Scatter plot visualization of the data for Feature Set 1 after normalization and projection onto the two principal components (PC1 and PC2). (a) The data set was filtered to include heme c sites ligated by three amino acids, and the color of the data points represents a different set of ligating amino acids (i.e., histidine vs. lysine axial ligation). (b) The data set was filtered to include all metal and non‐metal sites bound by three amino acids, and the color of the data points represent different classes of metal sites. (c) The data set was filtered to include heme c sites ligated by three amino acids, and the color of the data points represent the four different clusters identified via K‐means clustering. (d) The data set was filtered to include all metal and non‐metal sites bound by four amino acids, and the color of the data points represent different classes of metal sites

To explore how the features collected from the geometries of the backbone atoms of ligating amino acids are affected by the identities of those amino acids, plots were generated for each metal that separately labeled the data points according to the identities of the ligating amino acids. These plots are shown for heme c in Figure 4a (n aa = 3), and for other metal sites in Figure S4 (n aa = 3) and Figure S5 (n aa = 4). Figure 4a shows that for hemes c ligated by three amino acids (two cysteines and a proximal ligand), there are a small number of clusters showing different geometries of the backbone atoms of these three amino acids. The CCH‐ligated hemes are clearly split between two clusters. For the CCK‐ligated hemes, of which there are 10 sites in the data set, they are split into two clusters and one outlier, with one CCK‐ligated cluster overlapping one of the CCH‐ligated clusters.

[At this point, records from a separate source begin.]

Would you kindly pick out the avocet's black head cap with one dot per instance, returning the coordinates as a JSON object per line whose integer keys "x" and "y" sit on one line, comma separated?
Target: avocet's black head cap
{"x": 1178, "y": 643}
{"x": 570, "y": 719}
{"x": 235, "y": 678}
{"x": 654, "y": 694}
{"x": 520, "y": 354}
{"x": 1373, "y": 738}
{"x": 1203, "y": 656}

These different clusters observed for hemes c ligated by three amino acids were analyzed with a K‐means clustering analysis, resulting in four different clusters which are plotted in Figure 4c. The heme sites nearest to the center of each cluster (when the cluster size was greater than two) were then aligned with one another and overlaid to show the structural differences present between the different clusters (Figure 5). The comparison of representative CCH‐ligated heme structures shows that the major structural difference is in the axial histidine ligand, where a significant backbone rearrangement is coupled with a rotation of the axial histidine relative to the heme. The angle of the histidine relative to the heme is therefore correlated with a difference in backbone geometry (Figure S6A). The CCK‐ligated nitrite‐reductases were separated into two backbone geometries of the CXXCK motif (analogous to the CCH‐ligated hemes), with a unique outlier that is bound by an axial lysine outside of the CXXCK motif. A similar difference is found among hemes c with four ligating amino acids, where one cluster has a different histidine rotation angle compared with the rest (Figure S6B), which is also correlated with a shift toward a lower distribution of an out‐of‐plane heme ruffling distortion (Figure S6D). The analysis shows the correlation between the geometry of the protein backbone, the identities of the ligating amino acids, and side chain conformational changes in the primary coordination sphere.

FIGURE 5.

FIGURE 5

Overlaid structures of the heme c sites closest to the center of the four clusters identified in Feature Set 1 (see Table 1). The clusters are plotted in Figure 4c with matching colors. For each set, the heme cofactors were aligned using PyMOL and the C α and C β carbons were displayed as spheres. Left (His‐ligated hemes): heme A1248 of split‐Soret cytochrome c (PDB: 1H21; cluster 0; cluster size = 35; purple) overlaid with the heme A201 of cytochrome P460 (PDB: 6AMG; cluster 3; cluster size = 22; yellow). The figure highlights the different relative positions of the C α and C β carbons of the axial histidine ligand, and the different angles of the histidine imidazole rings relative to the heme. Right (Lys‐ligated hemes): Structure of heme A802 of octaheme tetrathionate reductase (PDB: 1SP3; cluster 2; cluster size = 1; green) overlaid with heme A513 of pentaheme cytochrome c nitrite reductase (PDB: 3BNJ, cluster 1; cluster size = 6; blue). The figure shows in green the unique ligation of a lysine occurring outside of its CXXCH motif, contrasted with the ligation of a lysine within a CXXCK motif in blue

3. DISCUSSION

The representation of sequence and structure data for machine‐learning has enabled advances in protein design and structure prediction. 34 , 35 This study showed that backbone geometries of a small number of amino acids (three or four) involved in metal binding can be compressed to an efficient, order‐independent, mathematical representation that captures the three dimensional geometry of the metal‐binding amino acids with no loss of prediction accuracy compared with the full set of order‐dependent internal coordinates. The compressed features can be fed into a simple and fast machine learning model that can distinguish between different kinds of metal cofactors with an overall accuracy of 95%, and the probabilities that are generated by the machine‐learning model are useful for further discernment between FPs and TPs.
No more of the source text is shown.